Private Medicare and Medicaid plans overstate in-network mental health options, watchdogs say
A new federal watchdog report says companies that operate private Medicare and Medicaid insurance plans inaccurately list many mental health professionals as available to treat plan members.
Investigators allege that some insurance companies effectively created “ghost networks” of psychologists, psychiatrists and other mental health professionals who allegedly agreed to treat patients covered by publicly funded Medicare and Medicaid plans. In fact, investigators said many of these professionals do not have contracts with the plans, do not work at the locations listed, or are retired.
The Department of Health and Human Services’ Office of Inspector General, which oversees the giant health care programs Medicare and Medicaid, released its findings In a recent report.
The report focuses on insurers that the government pays to cover people in Medicare Advantage plans and in privately run Medicaid plans. The report says that about 30% of all Americans are covered by this insurance. The government pays insurance companies hundreds of billions of dollars annually.
Companies get set rates for each person they cover, and are allowed to keep any money they don’t spend on patient care. Insurers must have sufficient numbers of health care professionals under contract to serve patients in each area they cover.

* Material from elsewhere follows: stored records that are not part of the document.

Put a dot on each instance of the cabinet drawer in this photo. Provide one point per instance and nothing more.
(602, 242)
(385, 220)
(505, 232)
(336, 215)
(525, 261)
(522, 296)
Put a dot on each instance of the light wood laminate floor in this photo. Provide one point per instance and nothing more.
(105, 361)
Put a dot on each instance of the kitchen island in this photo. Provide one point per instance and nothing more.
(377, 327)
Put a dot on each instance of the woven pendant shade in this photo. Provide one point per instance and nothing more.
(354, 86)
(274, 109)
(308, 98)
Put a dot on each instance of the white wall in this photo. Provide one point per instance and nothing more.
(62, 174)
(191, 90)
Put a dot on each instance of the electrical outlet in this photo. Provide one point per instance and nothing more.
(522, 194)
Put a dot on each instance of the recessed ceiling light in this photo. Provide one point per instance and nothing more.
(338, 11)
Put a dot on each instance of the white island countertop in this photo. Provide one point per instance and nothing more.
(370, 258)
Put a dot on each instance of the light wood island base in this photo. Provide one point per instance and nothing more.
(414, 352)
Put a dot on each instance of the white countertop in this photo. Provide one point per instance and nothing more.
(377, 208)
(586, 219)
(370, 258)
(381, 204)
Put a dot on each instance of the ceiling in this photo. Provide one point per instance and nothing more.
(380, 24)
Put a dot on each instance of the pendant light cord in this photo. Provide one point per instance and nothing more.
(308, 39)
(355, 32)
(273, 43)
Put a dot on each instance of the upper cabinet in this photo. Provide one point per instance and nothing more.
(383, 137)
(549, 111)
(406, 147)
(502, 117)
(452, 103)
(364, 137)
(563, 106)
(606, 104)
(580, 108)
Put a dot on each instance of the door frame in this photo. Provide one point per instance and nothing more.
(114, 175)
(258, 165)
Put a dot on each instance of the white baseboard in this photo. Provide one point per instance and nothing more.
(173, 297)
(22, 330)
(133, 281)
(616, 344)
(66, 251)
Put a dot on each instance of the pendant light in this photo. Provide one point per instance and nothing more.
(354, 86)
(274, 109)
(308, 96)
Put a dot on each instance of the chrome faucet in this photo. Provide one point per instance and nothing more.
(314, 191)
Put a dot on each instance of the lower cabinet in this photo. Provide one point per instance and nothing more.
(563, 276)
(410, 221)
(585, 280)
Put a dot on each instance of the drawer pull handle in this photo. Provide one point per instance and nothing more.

But the new report found that 55% of mental health professionals in-network through Medicare Advantage plans did not provide such care to any plan members. This number was 28% for Medicaid managed care plans.
Some mental health professionals told investigators that they should not be listed as in-network providers for insurance company members, because they no longer work in the listed locations or because they do not participate in Medicare Advantage or Medicaid managed care plans. Others said they were working as administrators and were no longer providing care to patients.
In one case, the report says, a private Medicaid plan listed a mental health professional providing care at 19 practice sites. But when investigators checked, a receptionist at one clinic said the person had retired a few years ago.
Jeanine Simpkins of Mesa, Arizona, learned how vulnerable networks can be when a 40-year-old family member had a crisis this fall. Simpkins struggled to find a drug rehab program that accepted the relative’s Medicare Advantage insurance because of a disability.
Simpkins said she contacted about 20 rehab programs, and none of them accepted the Medicare insurance plan. “You feel like you kind of fell,” she said. “I was very surprised, because I thought we had something good for her.”
Simpkins’ relative eventually entered part-time hospital care instead of an inpatient rehabilitation center.
It can be difficult for patients to find close, timely care for all kinds of health problems, from the common cold to cancer.
But Judy Nudelman, the regional inspector general who helped write the federal report, said in an interview that the risks can be particularly high for patients seeking mental health care.
“They can be particularly vulnerable,” she said. She said it can be difficult for people to admit they need such care, and any bump in the road could discourage them from trying to get help.
She added that taxpayers are not getting their money’s worth if insurance companies fail to meet their obligations to provide adequate care options for Medicare and Medicaid participants in the plans.
The federal report focused on a sample of 10 counties in five states: Arizona, Iowa, Ohio, Oregon, and Tennessee. Included urban and rural areas. The insurance companies whose networks were examined were not specified.
Managed care companies support federal efforts to improve access to mental health services, said Susan Riley, vice president of communications for the Better Medicare Alliance, a trade group that represents Medicare Advantage plans. “While this report looks at a small sample of plans, we agree that there is more work to do and we are committed to continuing this progress with policymakers,” she said in a statement.
The report’s authors said their sample was a good representation of the national situation. I looked at 40 Medicare Advantage plans and 20 Medicaid managed care plans.
The report recommends that government officials make greater use of medical billing data to ascertain whether in-network health professionals are providing care to patients covered by private Medicare and Medicaid insurance plans.
The watchdogs also recommend that federal regulators create a searchable national directory of mental health providers, listing the Medicare and Medicaid insurance plans each accepts. Such evidence would help patients find care and would make it easier to double-check the accuracy of plan listings for in-network providers, they said.
Federal officials overseeing Medicare and Medicaid have taken steps toward creating such a guide, the authors said. Managed care companies support the effort, said Riley, the industry representative.